DeepDIVE: Optimizing Input-Constrained Distributions for Composite DNA Storage via Multinomial Channel
Adir Kobovich, Eitan Yaakobi, Nir Weinberger
TL;DR
The paper tackles capacity-achieving input design for a multinomial channel under a finite input-support constraint, motivated by composite DNA storage. It introduces a Blahut-Arimoto–driven alternating optimization where a Variational Autoencoder selects the $d$ mass-point locations on the input simplex and the BA algorithm tunes their weights, using a differentiable Gumbel-Softmax surrogate for channel sampling. The results show that simplex vertices are not universally optimal, with learned constellations and composite alphabets yielding higher mutual information than baselines, especially for larger $n$ and constrained supports.
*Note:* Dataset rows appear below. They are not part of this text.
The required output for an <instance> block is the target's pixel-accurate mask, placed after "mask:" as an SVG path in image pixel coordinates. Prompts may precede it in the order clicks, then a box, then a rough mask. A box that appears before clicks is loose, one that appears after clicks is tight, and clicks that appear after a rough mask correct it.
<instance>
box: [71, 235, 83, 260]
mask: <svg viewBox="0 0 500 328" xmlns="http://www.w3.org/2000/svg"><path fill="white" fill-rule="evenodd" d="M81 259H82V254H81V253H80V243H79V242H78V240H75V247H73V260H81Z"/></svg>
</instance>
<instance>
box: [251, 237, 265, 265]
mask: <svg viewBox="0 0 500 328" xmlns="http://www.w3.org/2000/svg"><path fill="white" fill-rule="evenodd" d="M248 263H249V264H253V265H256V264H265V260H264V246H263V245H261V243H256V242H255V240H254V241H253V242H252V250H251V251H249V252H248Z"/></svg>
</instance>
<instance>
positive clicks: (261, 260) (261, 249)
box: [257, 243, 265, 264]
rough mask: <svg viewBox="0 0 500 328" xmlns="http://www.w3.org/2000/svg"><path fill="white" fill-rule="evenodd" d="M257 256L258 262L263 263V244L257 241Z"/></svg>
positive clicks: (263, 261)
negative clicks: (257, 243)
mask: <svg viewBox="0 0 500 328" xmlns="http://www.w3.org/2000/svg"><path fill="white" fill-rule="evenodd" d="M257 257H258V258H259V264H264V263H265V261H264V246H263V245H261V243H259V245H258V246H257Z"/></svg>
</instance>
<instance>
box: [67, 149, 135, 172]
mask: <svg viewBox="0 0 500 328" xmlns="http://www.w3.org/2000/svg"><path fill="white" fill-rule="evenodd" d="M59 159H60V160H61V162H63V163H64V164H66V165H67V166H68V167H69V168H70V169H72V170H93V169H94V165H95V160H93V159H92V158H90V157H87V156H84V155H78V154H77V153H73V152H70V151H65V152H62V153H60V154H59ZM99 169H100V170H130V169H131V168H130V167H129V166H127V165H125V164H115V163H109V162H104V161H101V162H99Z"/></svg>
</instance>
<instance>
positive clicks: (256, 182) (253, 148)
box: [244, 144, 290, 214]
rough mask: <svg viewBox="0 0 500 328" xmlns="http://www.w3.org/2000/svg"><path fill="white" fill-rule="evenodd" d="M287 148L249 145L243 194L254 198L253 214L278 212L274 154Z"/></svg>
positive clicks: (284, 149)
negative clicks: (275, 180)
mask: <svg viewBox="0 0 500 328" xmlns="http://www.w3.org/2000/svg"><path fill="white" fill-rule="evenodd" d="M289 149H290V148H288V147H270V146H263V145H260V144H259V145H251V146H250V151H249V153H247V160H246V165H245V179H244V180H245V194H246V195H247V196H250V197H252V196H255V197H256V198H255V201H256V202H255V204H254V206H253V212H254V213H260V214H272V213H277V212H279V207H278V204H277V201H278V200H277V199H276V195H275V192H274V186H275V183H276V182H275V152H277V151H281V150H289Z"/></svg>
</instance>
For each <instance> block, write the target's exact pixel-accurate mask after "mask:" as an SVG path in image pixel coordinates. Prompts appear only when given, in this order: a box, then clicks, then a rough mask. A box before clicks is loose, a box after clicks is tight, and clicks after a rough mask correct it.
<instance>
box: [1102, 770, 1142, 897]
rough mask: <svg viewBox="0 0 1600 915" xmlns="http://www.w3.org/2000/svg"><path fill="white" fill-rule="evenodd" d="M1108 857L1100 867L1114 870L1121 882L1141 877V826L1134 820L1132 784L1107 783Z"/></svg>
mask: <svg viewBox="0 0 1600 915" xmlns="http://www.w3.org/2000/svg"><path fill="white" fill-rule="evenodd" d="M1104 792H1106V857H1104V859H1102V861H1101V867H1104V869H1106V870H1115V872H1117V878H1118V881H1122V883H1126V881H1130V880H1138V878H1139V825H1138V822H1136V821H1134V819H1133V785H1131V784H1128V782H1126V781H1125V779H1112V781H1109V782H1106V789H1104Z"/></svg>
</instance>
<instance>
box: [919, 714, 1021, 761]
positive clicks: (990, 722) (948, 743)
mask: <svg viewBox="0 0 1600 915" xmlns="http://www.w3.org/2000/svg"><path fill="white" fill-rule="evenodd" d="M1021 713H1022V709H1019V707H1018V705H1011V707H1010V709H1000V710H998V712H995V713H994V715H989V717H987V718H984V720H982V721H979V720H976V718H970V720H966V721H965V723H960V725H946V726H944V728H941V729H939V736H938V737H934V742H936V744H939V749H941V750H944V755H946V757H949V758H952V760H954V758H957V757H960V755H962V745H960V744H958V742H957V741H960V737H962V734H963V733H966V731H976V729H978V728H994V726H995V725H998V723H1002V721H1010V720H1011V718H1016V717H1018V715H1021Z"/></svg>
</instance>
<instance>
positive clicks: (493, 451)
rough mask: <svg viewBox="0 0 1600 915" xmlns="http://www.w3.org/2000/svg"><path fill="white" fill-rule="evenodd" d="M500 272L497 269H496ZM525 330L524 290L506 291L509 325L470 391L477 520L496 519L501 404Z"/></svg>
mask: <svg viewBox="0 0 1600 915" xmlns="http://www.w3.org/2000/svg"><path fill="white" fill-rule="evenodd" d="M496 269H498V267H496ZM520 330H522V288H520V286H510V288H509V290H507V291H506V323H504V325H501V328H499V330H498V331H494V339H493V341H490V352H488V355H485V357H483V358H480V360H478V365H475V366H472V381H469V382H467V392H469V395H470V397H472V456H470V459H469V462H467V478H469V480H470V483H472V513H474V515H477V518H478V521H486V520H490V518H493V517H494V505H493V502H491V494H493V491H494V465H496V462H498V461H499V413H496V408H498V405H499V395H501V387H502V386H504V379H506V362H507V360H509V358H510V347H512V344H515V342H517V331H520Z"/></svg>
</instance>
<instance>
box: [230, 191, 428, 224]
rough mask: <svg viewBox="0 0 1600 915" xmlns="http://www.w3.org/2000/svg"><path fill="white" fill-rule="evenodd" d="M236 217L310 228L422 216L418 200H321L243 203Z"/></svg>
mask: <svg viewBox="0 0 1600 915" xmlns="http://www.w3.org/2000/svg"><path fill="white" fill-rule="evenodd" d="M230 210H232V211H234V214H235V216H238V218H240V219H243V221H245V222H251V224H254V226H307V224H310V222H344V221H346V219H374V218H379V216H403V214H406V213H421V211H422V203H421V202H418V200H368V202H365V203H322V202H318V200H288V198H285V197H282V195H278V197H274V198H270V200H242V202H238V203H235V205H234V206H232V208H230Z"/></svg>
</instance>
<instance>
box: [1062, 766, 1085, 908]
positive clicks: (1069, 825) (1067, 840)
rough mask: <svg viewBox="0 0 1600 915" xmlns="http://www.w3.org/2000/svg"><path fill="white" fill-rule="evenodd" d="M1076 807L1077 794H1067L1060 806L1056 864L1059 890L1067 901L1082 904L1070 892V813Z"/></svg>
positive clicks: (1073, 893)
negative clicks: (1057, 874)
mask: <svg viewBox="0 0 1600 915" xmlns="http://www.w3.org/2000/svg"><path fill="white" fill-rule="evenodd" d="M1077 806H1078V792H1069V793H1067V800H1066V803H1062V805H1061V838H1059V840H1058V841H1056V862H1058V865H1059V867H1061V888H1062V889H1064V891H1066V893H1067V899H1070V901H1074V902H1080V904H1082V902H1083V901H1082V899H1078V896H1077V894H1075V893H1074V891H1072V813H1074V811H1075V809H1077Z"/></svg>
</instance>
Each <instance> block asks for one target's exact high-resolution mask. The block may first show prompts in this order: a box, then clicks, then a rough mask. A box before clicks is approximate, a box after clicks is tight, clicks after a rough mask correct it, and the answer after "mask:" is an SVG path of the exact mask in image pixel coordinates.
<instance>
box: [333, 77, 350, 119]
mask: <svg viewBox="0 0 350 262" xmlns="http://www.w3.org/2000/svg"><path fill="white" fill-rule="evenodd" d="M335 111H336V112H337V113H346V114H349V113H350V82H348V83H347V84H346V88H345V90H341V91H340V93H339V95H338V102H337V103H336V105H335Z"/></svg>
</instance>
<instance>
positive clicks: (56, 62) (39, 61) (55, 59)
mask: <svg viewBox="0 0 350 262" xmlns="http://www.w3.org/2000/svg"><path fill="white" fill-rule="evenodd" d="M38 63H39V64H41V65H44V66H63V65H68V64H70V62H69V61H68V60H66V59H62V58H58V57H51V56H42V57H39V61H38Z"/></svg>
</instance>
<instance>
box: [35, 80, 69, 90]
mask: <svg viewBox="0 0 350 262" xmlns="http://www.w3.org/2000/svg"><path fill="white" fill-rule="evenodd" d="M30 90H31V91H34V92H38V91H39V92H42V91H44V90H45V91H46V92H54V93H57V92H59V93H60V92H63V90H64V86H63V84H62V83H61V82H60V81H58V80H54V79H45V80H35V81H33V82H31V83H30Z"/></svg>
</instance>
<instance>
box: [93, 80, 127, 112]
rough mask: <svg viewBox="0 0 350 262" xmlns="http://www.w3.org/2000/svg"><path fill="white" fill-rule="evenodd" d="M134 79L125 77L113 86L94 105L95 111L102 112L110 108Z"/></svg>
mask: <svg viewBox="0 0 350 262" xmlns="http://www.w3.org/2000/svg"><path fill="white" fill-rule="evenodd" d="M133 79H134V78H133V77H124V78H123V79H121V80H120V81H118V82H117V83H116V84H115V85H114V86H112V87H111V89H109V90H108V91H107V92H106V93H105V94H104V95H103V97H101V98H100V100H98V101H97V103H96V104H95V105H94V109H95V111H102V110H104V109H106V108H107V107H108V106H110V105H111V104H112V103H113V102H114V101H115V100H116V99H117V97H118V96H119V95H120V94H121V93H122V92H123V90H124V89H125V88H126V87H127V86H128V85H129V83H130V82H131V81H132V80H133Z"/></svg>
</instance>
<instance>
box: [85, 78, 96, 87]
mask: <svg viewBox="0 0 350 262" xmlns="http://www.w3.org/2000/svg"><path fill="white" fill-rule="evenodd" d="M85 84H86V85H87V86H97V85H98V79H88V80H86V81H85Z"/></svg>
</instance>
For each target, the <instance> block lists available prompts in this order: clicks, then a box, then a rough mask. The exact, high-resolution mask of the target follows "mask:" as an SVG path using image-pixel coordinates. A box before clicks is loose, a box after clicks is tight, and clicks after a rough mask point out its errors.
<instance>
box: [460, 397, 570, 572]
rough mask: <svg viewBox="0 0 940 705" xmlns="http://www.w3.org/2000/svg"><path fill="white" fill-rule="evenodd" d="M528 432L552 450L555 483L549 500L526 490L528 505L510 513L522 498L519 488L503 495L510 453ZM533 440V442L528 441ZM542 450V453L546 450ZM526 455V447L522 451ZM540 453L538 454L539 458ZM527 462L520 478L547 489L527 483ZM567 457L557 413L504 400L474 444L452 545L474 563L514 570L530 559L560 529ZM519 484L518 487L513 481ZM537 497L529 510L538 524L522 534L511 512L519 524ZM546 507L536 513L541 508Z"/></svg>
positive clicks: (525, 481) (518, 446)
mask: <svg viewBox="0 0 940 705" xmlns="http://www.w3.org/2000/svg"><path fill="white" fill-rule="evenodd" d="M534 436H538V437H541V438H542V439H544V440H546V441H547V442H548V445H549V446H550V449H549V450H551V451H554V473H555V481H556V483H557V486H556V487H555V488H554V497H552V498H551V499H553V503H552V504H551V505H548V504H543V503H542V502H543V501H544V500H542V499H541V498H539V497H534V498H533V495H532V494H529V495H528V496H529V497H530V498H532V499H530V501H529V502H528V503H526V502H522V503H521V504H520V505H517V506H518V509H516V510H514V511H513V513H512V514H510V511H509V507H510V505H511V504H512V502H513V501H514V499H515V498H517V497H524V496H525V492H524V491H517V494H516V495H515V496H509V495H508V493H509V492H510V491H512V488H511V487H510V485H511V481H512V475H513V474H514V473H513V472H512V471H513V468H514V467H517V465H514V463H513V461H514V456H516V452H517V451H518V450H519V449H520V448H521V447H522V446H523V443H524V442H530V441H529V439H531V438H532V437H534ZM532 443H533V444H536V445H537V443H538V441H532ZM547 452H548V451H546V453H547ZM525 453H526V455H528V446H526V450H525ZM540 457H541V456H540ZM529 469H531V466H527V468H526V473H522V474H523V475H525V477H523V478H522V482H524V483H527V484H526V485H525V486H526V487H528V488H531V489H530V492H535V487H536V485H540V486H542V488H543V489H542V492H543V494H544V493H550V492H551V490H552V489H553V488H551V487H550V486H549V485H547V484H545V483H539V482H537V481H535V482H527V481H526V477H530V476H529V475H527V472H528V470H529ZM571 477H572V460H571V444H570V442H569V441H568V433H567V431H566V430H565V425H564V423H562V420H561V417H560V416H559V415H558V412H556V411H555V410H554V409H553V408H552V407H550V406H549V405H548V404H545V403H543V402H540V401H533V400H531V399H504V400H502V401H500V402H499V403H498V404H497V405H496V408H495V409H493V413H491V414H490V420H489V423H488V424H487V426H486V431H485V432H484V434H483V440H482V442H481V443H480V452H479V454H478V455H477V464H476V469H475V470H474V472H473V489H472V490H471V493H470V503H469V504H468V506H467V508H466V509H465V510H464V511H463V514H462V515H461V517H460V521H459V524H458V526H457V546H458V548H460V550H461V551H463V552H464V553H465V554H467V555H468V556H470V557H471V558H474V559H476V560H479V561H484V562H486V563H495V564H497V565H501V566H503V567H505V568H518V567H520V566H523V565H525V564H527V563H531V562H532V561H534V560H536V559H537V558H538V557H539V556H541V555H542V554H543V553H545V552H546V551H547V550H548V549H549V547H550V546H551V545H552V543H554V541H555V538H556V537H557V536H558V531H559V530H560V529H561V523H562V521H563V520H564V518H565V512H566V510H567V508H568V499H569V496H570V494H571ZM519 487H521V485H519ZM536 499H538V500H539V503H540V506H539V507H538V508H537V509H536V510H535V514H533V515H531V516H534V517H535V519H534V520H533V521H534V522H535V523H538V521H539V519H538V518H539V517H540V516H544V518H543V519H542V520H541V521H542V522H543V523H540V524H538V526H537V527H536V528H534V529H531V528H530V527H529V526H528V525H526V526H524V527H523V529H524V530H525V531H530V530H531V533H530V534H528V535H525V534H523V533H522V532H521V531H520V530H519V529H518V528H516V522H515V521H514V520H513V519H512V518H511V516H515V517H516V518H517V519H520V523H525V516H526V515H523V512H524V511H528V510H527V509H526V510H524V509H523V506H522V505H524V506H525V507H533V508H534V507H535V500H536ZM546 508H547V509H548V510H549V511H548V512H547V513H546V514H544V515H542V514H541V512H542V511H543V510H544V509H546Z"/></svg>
This approach enables more efficient data encoding in DNA storage by optimizing input distributions under strict support constraints and high-dimensional alphabets.
Abstract
We address the challenge of optimizing the capacity-achieving input distribution for a multinomial channel under the constraint of limited input support size, which is a crucial aspect in the design of DNA storage systems. We propose an algorithm that further elaborates the Multidimensional Dynamic Assignment Blahut-Arimoto (M-DAB) algorithm. Our proposed algorithm integrates variational autoencoder for determining the optimal locations of input distribution, into the alternating optimization of the input distribution locations and weights.